Todos estos procesos y más que están asociados al envejecimiento e implicados en el deterioro de la matriz extracelular que componen los tejidos de sostén, si no se les pone freno, darán lugar a patología degenerativa como es el caso de la artrosis, que puede terminan por afectar a los nervios, dando entre los múltiples cuadros una ciática.

La ciática de la pierna izquierda o derecha, en muchas ocasiones es secundaria a un proceso degenerativo de nuestra matriz extracelular, debemos ser conscientes y cuidar este medio tan importante en el sustento de los órganos y sistemas de la economía corporal. El aporte de los micronutrientes es una de las estrategias que se ha de tener en cuenta para que se mantenga su homeostasis.”
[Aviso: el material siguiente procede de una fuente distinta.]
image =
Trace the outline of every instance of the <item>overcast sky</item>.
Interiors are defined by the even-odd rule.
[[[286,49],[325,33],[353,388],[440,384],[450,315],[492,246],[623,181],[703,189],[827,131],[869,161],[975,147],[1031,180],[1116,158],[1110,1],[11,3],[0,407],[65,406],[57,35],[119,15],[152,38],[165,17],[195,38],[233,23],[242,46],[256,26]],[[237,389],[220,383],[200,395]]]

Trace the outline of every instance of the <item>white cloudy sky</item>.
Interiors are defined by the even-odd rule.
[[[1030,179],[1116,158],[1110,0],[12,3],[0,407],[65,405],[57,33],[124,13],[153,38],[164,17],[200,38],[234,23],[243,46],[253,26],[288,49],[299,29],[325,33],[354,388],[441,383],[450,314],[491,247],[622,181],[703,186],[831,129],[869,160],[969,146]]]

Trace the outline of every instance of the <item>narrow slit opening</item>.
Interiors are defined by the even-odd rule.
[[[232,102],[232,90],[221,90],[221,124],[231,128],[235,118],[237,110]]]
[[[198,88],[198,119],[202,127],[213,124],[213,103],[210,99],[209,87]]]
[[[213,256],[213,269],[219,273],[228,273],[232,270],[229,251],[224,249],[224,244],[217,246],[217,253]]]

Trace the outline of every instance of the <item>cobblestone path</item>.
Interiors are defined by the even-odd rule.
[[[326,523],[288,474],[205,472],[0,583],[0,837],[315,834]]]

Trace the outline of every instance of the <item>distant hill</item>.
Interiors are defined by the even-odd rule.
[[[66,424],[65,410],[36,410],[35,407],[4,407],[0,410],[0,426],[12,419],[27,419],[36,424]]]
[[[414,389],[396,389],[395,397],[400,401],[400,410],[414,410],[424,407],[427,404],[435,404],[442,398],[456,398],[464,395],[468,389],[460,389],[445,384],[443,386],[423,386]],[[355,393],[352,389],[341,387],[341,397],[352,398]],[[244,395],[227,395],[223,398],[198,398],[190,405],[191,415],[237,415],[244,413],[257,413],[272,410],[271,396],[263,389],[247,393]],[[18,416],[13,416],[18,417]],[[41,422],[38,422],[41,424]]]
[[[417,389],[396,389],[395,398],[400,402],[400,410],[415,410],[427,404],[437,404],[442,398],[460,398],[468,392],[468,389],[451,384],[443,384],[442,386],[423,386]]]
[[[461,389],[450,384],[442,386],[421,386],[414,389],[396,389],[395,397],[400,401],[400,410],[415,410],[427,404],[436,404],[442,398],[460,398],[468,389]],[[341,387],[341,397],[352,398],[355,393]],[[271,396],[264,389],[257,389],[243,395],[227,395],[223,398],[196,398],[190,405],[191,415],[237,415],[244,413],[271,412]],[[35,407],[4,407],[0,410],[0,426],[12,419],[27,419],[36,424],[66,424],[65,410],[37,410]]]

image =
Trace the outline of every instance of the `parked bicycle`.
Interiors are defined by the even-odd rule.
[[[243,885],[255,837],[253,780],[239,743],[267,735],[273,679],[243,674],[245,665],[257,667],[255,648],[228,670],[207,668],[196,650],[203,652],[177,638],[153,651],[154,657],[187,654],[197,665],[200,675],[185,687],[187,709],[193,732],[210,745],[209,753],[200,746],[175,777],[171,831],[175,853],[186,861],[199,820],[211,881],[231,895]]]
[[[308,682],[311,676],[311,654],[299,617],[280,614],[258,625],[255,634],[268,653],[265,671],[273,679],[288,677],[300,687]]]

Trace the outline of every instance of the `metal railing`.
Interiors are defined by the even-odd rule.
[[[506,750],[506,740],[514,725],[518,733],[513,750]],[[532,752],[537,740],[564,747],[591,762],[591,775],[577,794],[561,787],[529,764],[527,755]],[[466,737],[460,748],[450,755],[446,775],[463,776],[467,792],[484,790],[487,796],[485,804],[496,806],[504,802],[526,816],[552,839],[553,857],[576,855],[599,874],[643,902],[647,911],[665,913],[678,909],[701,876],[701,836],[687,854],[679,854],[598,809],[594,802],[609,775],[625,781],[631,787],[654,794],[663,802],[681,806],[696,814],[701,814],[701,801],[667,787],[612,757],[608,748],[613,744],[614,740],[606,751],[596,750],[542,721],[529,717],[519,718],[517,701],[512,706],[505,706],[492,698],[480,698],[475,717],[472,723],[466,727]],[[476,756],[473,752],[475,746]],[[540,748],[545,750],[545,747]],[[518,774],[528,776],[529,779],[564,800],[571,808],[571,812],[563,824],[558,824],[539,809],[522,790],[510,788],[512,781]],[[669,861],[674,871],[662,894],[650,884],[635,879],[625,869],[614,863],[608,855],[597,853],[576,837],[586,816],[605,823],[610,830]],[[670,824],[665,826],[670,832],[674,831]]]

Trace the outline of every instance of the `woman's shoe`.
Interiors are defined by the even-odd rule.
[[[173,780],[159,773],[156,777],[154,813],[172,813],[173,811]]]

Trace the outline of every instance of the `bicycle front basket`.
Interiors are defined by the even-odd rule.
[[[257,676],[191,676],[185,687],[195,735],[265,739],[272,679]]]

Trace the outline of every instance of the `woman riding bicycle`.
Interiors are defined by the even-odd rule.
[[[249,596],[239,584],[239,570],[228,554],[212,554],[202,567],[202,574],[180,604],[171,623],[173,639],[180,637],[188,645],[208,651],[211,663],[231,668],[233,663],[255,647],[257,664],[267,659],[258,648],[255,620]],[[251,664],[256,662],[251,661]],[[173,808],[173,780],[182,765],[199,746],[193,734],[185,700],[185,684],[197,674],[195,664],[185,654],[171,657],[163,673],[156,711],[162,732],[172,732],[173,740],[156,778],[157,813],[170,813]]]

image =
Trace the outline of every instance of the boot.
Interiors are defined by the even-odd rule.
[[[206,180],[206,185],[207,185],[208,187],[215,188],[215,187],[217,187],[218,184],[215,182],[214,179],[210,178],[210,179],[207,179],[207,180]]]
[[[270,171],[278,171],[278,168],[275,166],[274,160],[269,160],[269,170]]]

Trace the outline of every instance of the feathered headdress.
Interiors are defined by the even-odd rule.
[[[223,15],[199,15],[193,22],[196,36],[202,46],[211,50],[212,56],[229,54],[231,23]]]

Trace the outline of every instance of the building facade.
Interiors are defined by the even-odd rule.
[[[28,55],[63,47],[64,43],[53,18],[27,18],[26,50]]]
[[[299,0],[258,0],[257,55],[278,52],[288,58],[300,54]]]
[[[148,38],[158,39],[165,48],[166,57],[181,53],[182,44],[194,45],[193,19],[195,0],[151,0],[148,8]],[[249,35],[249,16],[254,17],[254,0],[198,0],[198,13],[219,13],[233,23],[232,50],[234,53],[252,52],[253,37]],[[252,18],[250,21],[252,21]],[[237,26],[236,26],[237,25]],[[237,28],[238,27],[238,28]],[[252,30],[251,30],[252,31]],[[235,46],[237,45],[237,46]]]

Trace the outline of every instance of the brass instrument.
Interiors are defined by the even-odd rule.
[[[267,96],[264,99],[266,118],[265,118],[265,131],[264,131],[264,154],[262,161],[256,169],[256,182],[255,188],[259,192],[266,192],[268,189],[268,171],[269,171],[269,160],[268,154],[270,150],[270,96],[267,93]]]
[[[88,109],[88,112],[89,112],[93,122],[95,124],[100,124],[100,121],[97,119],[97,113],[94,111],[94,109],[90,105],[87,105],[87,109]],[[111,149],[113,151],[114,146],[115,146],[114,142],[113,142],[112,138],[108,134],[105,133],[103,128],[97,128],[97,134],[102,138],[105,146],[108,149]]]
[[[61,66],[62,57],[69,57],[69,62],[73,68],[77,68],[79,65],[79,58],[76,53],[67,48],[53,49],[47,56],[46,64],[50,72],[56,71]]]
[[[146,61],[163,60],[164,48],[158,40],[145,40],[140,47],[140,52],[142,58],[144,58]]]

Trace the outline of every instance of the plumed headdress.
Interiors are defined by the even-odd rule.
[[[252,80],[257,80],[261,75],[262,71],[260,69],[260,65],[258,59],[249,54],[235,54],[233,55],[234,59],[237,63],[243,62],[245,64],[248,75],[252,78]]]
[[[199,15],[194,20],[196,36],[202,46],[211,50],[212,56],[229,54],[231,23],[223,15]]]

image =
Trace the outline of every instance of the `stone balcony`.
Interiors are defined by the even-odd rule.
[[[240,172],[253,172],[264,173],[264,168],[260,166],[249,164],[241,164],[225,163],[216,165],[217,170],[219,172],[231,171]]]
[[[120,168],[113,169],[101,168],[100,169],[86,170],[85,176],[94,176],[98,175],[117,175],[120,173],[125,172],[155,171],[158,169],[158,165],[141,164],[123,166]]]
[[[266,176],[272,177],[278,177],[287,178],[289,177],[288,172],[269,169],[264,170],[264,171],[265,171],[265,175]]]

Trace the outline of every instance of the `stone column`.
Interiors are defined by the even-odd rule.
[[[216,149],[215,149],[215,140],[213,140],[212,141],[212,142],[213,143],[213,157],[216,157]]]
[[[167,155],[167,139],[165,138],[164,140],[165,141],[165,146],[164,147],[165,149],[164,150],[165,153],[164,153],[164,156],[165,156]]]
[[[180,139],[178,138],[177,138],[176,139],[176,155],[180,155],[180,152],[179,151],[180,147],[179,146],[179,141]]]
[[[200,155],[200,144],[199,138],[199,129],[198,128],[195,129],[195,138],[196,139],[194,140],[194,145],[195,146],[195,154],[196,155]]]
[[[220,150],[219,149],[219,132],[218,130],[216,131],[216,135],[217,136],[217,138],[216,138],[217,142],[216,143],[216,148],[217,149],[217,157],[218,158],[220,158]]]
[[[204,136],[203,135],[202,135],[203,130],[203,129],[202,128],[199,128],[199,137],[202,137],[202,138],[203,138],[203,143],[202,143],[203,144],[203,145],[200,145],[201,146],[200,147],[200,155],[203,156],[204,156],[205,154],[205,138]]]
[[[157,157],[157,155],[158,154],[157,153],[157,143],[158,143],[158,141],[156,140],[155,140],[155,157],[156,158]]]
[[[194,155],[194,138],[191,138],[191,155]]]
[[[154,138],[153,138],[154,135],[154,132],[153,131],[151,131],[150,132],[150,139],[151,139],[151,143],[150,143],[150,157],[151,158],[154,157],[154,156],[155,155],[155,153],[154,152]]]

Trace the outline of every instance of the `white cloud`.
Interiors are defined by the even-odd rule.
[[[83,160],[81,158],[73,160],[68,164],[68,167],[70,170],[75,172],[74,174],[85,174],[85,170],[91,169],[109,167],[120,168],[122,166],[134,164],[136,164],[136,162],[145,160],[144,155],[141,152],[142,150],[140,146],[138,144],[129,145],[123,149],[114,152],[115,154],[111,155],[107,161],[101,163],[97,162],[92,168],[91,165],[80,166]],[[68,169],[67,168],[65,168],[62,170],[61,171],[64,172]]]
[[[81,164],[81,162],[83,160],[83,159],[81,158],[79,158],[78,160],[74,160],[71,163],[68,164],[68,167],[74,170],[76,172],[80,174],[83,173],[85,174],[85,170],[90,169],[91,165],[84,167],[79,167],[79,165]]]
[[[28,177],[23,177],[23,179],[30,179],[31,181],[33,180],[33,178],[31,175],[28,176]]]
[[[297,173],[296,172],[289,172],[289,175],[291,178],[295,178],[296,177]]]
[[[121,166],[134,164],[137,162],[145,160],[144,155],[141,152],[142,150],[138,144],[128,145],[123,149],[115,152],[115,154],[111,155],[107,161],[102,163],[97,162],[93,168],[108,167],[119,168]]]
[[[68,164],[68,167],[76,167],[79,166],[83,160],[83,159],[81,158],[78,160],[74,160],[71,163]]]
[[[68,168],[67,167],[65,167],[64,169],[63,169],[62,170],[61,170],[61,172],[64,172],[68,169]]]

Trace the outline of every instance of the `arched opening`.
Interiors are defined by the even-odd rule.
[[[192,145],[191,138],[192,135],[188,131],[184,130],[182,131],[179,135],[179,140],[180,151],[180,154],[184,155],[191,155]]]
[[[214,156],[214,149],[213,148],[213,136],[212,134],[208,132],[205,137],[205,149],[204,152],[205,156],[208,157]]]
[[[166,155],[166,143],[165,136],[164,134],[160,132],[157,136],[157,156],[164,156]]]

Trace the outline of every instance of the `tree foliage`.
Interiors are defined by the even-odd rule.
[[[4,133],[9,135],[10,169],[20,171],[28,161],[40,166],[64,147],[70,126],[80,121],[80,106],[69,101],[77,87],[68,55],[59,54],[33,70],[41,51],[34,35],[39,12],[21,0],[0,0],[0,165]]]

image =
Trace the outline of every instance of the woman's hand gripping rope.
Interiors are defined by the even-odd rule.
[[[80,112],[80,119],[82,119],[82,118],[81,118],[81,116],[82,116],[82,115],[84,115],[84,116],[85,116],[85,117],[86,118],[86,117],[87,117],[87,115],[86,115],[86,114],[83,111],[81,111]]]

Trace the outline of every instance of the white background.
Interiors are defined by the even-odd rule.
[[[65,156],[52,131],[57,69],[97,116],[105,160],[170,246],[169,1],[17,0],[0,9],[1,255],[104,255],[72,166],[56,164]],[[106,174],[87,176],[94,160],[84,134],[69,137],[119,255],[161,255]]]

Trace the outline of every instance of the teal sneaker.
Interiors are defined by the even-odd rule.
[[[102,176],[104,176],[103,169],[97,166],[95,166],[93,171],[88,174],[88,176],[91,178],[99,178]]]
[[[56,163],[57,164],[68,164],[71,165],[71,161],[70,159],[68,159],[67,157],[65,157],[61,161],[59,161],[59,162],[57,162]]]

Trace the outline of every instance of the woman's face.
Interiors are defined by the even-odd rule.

Como corolario decir, que un correcto aporte al medio interno de los micronutrientes favorecerá el equilibrio de la matriz extracelular, implicada en la correcta organización de los tejidos de soporte.

Debido a las complejas interacciones que existen a la hora de absorber estos microelementos, la utilización del agua de mar como fuente mineral garantiza el aporte de los elementos con una elevada biodisponibilidad.